But laws are a dual edged sword, they can bring us closer to God and drive us away from him, they can give us an unearned sense of superiority over those that follow the law differently that we do. Such as the prohibition of Idolatry in the Noahide law. Orthodox Jews say that it's impossible for Christians to follow these laws because the worship of Jesus Christ violates the first Noahide law by elevating Jesus to the level of God. A Christian knows that Jesus is God and wonders why the Jew has a problem with that. I say that the worship of the Mosaic law violates Noahide law number one. This is all legalism.

Legalism is the excessive and improper use of the law and can take several forms. The first kind of legalism is where the law of God is kept in order to attain salvation. For a Jew this is proper and good, for a Christian this is heresy and false doctrine. As a Christian we believe salvation comes from God's grace through our faith in Jesus Christ and that following the law is the fruit of our being born again.
For we maintain that a man is justified by faith apart from works of the Law. (Romans 3:28)
The second form of legalism is where a person tries to maintain his salvation by keeping the law. This sounds reasonable on the surface: get saved, show God you mean to join Him by following His law. However it's impossible, there is both a curse and corrective actions right there in the Bible about thinking this way:
10 For as many as are of the works of [o]the Law are under a curse; for it is written, “Cursed is everyone who does not abide by all things written in the book of the law, to perform them.” 11 Now that no one is justified by the Law before God is evident; for, “The righteous man shall live by faith.” (Galatians 3:10-11)

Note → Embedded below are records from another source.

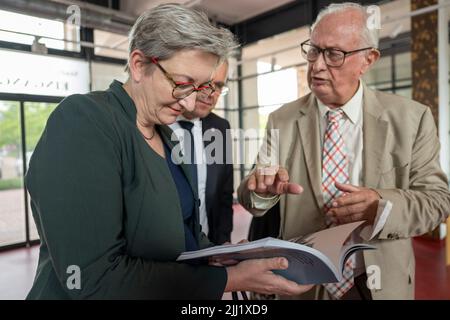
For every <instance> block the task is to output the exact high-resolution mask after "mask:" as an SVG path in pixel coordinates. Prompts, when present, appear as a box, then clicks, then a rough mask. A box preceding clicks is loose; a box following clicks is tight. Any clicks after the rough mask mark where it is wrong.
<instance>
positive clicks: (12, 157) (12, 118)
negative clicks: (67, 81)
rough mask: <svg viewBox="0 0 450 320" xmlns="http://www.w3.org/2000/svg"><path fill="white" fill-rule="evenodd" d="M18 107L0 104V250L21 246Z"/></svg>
mask: <svg viewBox="0 0 450 320" xmlns="http://www.w3.org/2000/svg"><path fill="white" fill-rule="evenodd" d="M21 159H22V139H21V126H20V103H19V102H16V101H0V246H3V245H9V244H13V243H18V242H24V241H25V240H26V236H25V201H24V189H23V178H22V170H21V163H20V161H21Z"/></svg>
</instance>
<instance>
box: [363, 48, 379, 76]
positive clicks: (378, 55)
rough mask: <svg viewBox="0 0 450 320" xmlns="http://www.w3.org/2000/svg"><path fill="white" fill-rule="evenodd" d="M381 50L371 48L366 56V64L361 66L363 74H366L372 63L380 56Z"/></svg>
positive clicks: (373, 63)
mask: <svg viewBox="0 0 450 320" xmlns="http://www.w3.org/2000/svg"><path fill="white" fill-rule="evenodd" d="M380 55H381V53H380V51H379V50H378V49H371V50H370V52H369V53H367V54H366V55H365V57H364V64H363V66H362V68H361V75H363V74H365V73H366V72H367V71H368V70H369V69H370V68H371V67H372V65H373V64H374V63H375V62H377V61H378V59H379V58H380Z"/></svg>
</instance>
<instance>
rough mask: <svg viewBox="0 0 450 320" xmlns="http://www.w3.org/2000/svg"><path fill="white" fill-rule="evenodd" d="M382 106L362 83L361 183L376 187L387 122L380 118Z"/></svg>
mask: <svg viewBox="0 0 450 320" xmlns="http://www.w3.org/2000/svg"><path fill="white" fill-rule="evenodd" d="M382 112H383V106H382V105H381V104H380V103H379V102H378V99H377V97H376V95H375V93H374V91H373V90H371V89H370V88H368V87H367V86H366V85H365V84H364V97H363V144H364V147H363V185H364V186H365V187H368V188H376V187H378V183H379V181H380V175H381V173H382V163H383V155H385V154H386V153H385V146H386V137H387V133H388V122H387V121H385V120H382V119H381V115H382Z"/></svg>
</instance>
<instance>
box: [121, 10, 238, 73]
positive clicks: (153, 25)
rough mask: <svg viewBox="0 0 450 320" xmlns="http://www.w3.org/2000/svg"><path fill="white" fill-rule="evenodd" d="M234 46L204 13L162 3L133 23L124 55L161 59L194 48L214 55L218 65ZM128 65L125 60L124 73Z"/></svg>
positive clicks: (128, 68)
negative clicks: (126, 49)
mask: <svg viewBox="0 0 450 320" xmlns="http://www.w3.org/2000/svg"><path fill="white" fill-rule="evenodd" d="M237 47H238V44H237V42H236V40H235V37H234V35H233V34H232V33H231V32H230V31H229V30H228V29H225V28H221V27H216V26H214V25H212V24H211V23H210V22H209V19H208V17H207V16H206V14H205V13H202V12H199V11H196V10H193V9H189V8H187V7H185V6H183V5H179V4H163V5H159V6H157V7H155V8H152V9H149V10H147V11H145V12H144V13H143V14H142V15H141V16H140V17H139V18H138V19H137V20H136V22H135V24H134V26H133V28H132V29H131V31H130V34H129V47H128V54H129V56H130V54H131V52H132V51H133V50H136V49H139V50H141V51H142V52H143V53H144V54H145V55H146V56H149V57H157V58H159V59H161V60H164V59H169V58H170V57H172V56H173V55H174V54H175V53H177V52H178V51H180V50H183V49H198V50H201V51H204V52H208V53H212V54H214V55H216V56H217V57H218V58H219V62H221V61H223V60H225V59H228V58H229V57H231V56H232V54H233V52H234V50H235V49H237ZM129 62H130V61H129V57H128V63H127V66H126V68H125V71H127V72H128V73H129Z"/></svg>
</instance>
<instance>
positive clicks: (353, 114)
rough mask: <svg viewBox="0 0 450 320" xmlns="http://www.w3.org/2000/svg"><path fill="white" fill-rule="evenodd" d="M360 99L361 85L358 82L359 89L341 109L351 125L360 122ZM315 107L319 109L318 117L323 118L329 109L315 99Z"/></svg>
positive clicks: (360, 103) (319, 101)
mask: <svg viewBox="0 0 450 320" xmlns="http://www.w3.org/2000/svg"><path fill="white" fill-rule="evenodd" d="M362 99H363V85H362V83H361V81H359V88H358V90H357V91H356V93H355V94H354V95H353V97H352V98H351V99H350V100H349V101H348V102H347V103H346V104H344V105H343V106H342V107H341V109H342V111H344V113H345V115H346V116H347V118H348V119H350V121H351V122H352V123H353V124H357V123H359V122H360V121H361V112H362V102H363V101H362ZM316 100H317V105H318V107H319V112H320V117H321V118H325V117H326V115H327V112H328V110H330V108H329V107H327V106H326V105H325V104H323V103H322V101H320V100H319V99H317V98H316Z"/></svg>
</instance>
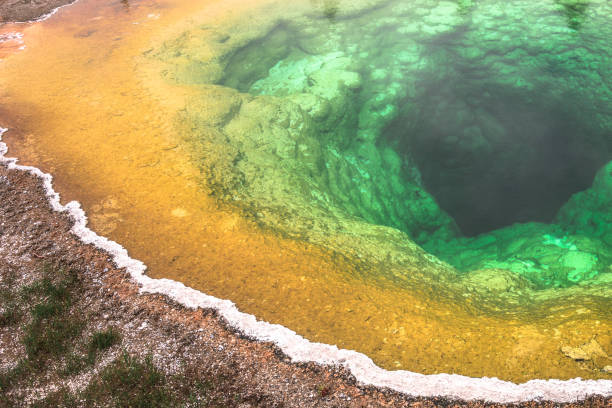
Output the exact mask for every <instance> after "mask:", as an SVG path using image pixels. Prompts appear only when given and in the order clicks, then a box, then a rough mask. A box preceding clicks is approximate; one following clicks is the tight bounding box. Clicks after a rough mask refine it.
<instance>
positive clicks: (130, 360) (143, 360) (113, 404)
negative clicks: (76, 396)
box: [84, 352, 175, 408]
mask: <svg viewBox="0 0 612 408" xmlns="http://www.w3.org/2000/svg"><path fill="white" fill-rule="evenodd" d="M166 383H167V379H166V376H165V375H164V374H163V373H162V372H161V371H160V370H159V369H157V368H156V367H155V366H154V365H153V361H152V358H151V356H150V355H149V356H147V357H146V358H145V359H144V360H142V359H139V358H138V357H135V356H131V355H129V354H128V353H127V352H124V353H123V355H122V356H121V357H120V358H118V359H116V360H115V361H114V362H113V363H112V364H110V365H109V366H108V367H106V368H105V369H104V370H103V371H102V373H101V374H100V378H99V379H98V380H94V381H92V383H91V384H90V385H89V387H88V388H87V390H86V391H85V395H84V399H85V402H86V405H87V404H93V403H94V402H96V401H100V400H104V399H105V398H108V397H109V396H110V398H111V399H112V405H114V406H121V407H135V408H139V407H143V408H144V407H171V406H175V398H174V396H173V395H172V393H171V392H170V391H169V390H168V388H167V387H166Z"/></svg>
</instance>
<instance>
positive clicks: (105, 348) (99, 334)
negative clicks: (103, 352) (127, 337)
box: [89, 327, 121, 350]
mask: <svg viewBox="0 0 612 408" xmlns="http://www.w3.org/2000/svg"><path fill="white" fill-rule="evenodd" d="M120 338H121V337H120V335H119V332H118V331H117V330H116V329H115V328H114V327H109V328H108V329H106V330H104V331H98V332H95V333H94V334H93V335H92V336H91V340H90V342H89V349H90V350H106V349H107V348H110V347H112V346H114V345H115V344H117V343H118V342H119V340H120Z"/></svg>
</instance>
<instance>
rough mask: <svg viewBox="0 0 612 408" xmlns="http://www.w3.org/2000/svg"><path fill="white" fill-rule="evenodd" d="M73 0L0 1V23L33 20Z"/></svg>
mask: <svg viewBox="0 0 612 408" xmlns="http://www.w3.org/2000/svg"><path fill="white" fill-rule="evenodd" d="M73 1H74V0H1V1H0V23H8V22H22V21H30V20H35V19H37V18H39V17H41V16H44V15H45V14H48V13H50V12H51V11H53V10H54V9H56V8H57V7H60V6H63V5H65V4H69V3H72V2H73Z"/></svg>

The third form of Legalism is the most insidious form (at least in my opinion) where a Christian keeps certain laws and regards other Christians who do not keep his level of holiness with contempt. Where the bible clearly speaks about sin; adultery, lying, stealing, murder, etc. there are areas that the bible doesn't address so clearly. I like a glass of wine on occasion, while Pastor Raul Reis who comes from a background saturated in alcoholism, a glass of wine would be a sin. Would Pastor Reis get all judgmental on me for a glass of wine? He shouldn't if that's all it is is a single glass of wine, however if it lead to drunken behavior he darn well better get on my case. Would I get all judgmental on Pastor Reis for not drinking wine? No, this is a debatable area and Romans 14 tells us explicitly that we are not to judge our brothers in these debatable areas
Who are you to judge the servant of another? To his own master he stands or falls; and he will stand, for the Lord is able to make him stand. One person regards one day above another, another regards every day alike. Each person must be fully convinced in his own mind. He who observes the day, observes it for the Lord, and he who eats, does so for the Lord, for he gives thanks to God; and he who eats not, for the Lord he does not eat, and gives thanks to God. (Romans 14:4-6)
Holding others to our standards is the more severe standards of legalism. My friend celebrates the Sabbath on Saturday, I fast for lent, neither of us hold the other to those standards because our standards are between us and God, not between each other because we worship God, not the law he gave us.